Cliff Lee(notes) had never pitched in a playoff game before last week, but the reigning AL Cy Young Award winner’s lack of postseason experience wasn’t a cause for concern to the Philadelphia Phillies when they traded for him.
Based on his first pressure-packed trip to the mound, it shouldn’t have been.
Lee opened the Phillies’ defense of their World Series title with a dominant victory over the Colorado Rockies, and he can send them to the NL championship series with another Monday night in Game 4 of their playoff series at Coors Field.
Lee (1-0, 1.00 ERA) went the distance in Philadelphia’s 5-1, Game 1 win over the Rockies on Wednesday at Citizens Bank Park, giving his new team a beginning boost in their quest to become baseball’s first repeat champion since the New York Yankees won three consecutive World Series from 1998-2000.
The left-hander, of course, wasn’t around for the Phillies’ run to the 2008 Fall Classic, when Lee was watching the playoffs after turning in a stunning season for a .500 Cleveland team. A year after being banished to the minors as the Indians were on their way to the 2007 AL Central title, Lee went 22-3 with a 2.54 ERA in winning the AL Cy Young Award.
With credentials like that, Philadelphia didn’t care if Lee had never pitched in the postseason.
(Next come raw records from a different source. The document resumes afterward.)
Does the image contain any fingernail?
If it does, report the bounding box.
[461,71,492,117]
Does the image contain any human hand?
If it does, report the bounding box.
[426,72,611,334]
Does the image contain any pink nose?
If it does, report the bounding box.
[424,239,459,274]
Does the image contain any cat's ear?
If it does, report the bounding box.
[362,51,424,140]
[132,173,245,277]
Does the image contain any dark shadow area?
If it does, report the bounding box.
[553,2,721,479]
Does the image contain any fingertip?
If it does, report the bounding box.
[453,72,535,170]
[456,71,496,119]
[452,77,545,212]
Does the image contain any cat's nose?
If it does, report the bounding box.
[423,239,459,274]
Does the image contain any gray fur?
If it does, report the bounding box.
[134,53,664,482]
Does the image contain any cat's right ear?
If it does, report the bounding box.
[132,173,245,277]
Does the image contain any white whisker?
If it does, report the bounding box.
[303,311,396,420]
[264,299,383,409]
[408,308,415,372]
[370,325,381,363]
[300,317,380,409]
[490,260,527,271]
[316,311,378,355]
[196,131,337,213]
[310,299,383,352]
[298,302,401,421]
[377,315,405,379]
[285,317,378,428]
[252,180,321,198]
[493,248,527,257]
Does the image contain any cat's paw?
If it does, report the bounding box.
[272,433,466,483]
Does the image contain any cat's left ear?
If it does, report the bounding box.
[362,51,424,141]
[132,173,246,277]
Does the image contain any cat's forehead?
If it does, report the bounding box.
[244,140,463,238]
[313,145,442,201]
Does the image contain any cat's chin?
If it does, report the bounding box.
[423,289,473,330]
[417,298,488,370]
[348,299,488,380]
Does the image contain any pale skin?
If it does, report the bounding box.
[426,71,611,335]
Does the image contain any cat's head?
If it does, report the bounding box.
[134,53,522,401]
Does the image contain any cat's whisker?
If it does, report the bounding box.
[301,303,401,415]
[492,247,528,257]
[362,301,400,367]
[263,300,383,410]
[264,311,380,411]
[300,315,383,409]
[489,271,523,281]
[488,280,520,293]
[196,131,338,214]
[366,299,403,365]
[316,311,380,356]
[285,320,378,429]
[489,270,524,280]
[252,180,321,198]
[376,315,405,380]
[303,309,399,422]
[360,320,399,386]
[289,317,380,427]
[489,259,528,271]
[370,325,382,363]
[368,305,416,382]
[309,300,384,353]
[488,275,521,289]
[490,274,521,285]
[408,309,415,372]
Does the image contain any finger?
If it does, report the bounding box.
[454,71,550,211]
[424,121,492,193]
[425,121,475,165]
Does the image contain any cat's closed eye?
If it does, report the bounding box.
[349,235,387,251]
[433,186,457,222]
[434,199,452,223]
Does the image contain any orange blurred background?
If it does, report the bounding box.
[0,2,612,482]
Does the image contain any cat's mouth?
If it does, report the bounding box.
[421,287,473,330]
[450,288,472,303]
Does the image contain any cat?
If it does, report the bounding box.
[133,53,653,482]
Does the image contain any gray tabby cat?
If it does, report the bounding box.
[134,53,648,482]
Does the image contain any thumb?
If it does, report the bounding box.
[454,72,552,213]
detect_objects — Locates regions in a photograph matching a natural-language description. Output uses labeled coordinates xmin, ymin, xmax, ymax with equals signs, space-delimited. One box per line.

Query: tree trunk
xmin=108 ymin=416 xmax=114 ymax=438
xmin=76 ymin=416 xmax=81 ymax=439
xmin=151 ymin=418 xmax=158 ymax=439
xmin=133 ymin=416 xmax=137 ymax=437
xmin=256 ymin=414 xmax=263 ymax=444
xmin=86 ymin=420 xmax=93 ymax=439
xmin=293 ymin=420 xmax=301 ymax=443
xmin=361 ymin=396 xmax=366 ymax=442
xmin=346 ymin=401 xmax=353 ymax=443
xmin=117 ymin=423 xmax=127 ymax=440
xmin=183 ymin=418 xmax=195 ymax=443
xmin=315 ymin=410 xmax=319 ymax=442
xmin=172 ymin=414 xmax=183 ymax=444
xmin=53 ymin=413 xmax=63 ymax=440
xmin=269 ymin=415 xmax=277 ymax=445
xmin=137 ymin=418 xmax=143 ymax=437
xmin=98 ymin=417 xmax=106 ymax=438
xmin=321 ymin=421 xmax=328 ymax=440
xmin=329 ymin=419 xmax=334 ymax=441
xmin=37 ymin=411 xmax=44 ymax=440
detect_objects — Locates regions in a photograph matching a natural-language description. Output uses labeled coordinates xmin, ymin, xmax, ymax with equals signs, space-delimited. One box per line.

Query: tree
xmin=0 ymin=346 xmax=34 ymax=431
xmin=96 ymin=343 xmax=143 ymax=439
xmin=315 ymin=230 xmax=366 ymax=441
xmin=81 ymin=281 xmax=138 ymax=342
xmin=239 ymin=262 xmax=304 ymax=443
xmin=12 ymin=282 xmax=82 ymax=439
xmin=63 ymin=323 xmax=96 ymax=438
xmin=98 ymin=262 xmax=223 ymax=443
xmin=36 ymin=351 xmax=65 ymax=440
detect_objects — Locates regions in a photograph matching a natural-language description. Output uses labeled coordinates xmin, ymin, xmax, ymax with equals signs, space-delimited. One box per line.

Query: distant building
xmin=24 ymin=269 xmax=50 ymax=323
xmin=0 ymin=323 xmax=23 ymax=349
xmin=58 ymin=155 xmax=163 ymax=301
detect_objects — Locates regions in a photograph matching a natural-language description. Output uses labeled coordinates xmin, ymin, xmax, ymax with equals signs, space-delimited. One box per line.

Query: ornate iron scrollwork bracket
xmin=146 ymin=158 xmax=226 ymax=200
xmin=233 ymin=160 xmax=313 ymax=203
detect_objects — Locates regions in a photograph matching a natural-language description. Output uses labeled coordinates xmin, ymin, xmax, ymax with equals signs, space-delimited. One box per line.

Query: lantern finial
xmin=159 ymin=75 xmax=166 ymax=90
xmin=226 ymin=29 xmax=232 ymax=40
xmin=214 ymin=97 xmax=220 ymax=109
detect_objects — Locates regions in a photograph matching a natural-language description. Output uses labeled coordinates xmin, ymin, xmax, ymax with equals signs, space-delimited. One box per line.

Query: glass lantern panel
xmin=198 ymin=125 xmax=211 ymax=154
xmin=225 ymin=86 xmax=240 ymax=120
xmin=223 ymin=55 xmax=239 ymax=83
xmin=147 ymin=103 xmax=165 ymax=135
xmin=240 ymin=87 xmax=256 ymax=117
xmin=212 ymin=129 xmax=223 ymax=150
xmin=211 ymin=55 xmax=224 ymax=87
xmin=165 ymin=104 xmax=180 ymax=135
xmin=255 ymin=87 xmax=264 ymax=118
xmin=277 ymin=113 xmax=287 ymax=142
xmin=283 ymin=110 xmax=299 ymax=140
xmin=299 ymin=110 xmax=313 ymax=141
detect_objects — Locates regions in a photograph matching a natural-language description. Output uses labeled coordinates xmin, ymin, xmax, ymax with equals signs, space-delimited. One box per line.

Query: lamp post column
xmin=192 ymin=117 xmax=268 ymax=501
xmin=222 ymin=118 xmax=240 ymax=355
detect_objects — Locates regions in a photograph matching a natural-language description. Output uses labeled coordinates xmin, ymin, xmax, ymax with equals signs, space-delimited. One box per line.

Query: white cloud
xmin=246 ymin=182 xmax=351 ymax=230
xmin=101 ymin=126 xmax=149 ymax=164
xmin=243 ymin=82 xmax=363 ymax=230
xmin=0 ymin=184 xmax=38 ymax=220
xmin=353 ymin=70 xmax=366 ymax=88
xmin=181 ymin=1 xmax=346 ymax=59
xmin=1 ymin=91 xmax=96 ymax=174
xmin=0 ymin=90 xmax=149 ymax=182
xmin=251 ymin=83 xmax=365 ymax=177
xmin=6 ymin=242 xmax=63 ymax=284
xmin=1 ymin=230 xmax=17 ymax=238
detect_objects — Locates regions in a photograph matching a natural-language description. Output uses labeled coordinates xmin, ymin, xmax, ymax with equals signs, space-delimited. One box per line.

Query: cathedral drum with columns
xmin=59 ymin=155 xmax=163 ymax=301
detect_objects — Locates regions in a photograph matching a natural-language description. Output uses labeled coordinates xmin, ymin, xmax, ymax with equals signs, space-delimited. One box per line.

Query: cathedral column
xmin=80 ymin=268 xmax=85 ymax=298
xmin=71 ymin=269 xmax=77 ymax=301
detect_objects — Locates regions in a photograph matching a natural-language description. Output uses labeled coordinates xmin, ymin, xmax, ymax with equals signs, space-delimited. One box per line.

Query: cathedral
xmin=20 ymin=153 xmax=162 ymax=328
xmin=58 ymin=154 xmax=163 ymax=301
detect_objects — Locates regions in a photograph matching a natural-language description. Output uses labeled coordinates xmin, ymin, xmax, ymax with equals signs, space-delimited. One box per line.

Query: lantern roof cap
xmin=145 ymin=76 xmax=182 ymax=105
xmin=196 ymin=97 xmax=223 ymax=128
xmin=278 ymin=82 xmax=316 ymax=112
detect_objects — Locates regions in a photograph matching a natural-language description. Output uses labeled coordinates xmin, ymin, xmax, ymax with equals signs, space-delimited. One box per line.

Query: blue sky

Given his 113-pitch, five-strikeout, zero-walk performance Wednesday, the magnitude of the moment didn’t seem to faze Lee, either.
“I tried to treat it as much as a regular game as I could,” Lee said after improving to 2-0 with a 1.13 ERA in two starts against the Rockies in 2009. “Obviously, there’s more excitement with a playoff game but it’s still 60 feet, 6 inches to the plate and it’s the same strike zone.”
Lee -1-2 with an 8.10 ERA in four road starts since Sept. 1 - can help eliminate Colorado on Monday after his teammates pushed the Rockies to the brink of elimination in frigid Coors Field on Sunday night. Chase Utley(notes) had three hits - including a homer - and Ryan Howard(notes) and Carlos Ruiz(notes) drove in two runs apiece before the much-maligned Brad Lidge(notes) closed out a 6-5 victory.
Lidge was the closer no opposing hitter wanted a part of last season, when he converted all 41 regular-season save opportunities and seven more in the playoffs, but he transformed into the back-end reliever Philadelphia fans feared in 2009. Lidge was 0-8 with a 7.21 ERA in the regular season - losing the closer’s role - but manager Charlie Manuel turned to him Sunday with the trio of the injured Scott Eyre(notes), Ryan Madson(notes) and Chad Durbin(notes) already used up.
“He’s had ups and downs,” Howard said. “Right now he’s here to finish games. That’s what matters. I was glad to see him out there.”
Despite two ninth-inning walks, Lidge escaped unscathed. Colorado closer Huston Street(notes) couldn’t say the same, after he allowed the go-ahead run in the top of the inning to suffer his first loss since April 12 - when Matt Stairs’(notes) two-run homer lifted Philadelphia to a 7-5 win at Coors.
“When the postseason starts, it’s a completely clean slate,” said Lidge, a Denver native.
It was in the mid-20s in frosty Denver when Lidge induced a Troy Tulowitzki(notes) pop-up for the final out Sunday, but temperatures could be in the 50s by Monday’s first pitch. There also isn’t expected to be any threat of snow, which originally forced Game 3 to be moved from Saturday to Sunday - and ensured Game 4 would be Monday, rather than a scheduled travel day if a decisive Game 5 was needed.
Aside from some warmer weather, the Rockies can also hope for a better effort from starter Ubaldo Jimenez(notes) (0-1, 9.00) than they saw Wednesday. Jimenez went toe-to-toe with Lee through four shutout innings, but ran into trouble in the fifth, when he surrendered run-scoring hits to Ruiz and Raul Ibanez(notes).
The sixth inning was even worse. Jimenez gave up three hits to start the inning before he was pulled, and the right-hander was ultimately charged with five runs while falling to 0-2 with a 3.86 ERA in four career postseason starts.
“Up until the fifth, it was one of the better games he had pitched over the course of the month,” manager Jim Tracy said. “He was really, really on his game into the fifth. He had all his stuff.”
Jimenez fell to 0-2 with an 8.40 in three career starts in Philadelphia, but he pitched well during his lone appearance against the Phillies in Colorado. Jimenez allowed one run and three hits over 6 1-3 innings in Game 3 of the 2007 NL division series, leaving without a decision in the Rockies’ 2-1 win that swept Philadelphia out of the postseason.
The Rockies have lost three consecutive postseason home games, including games 3 and 4 of the 2007 World Series against Boston.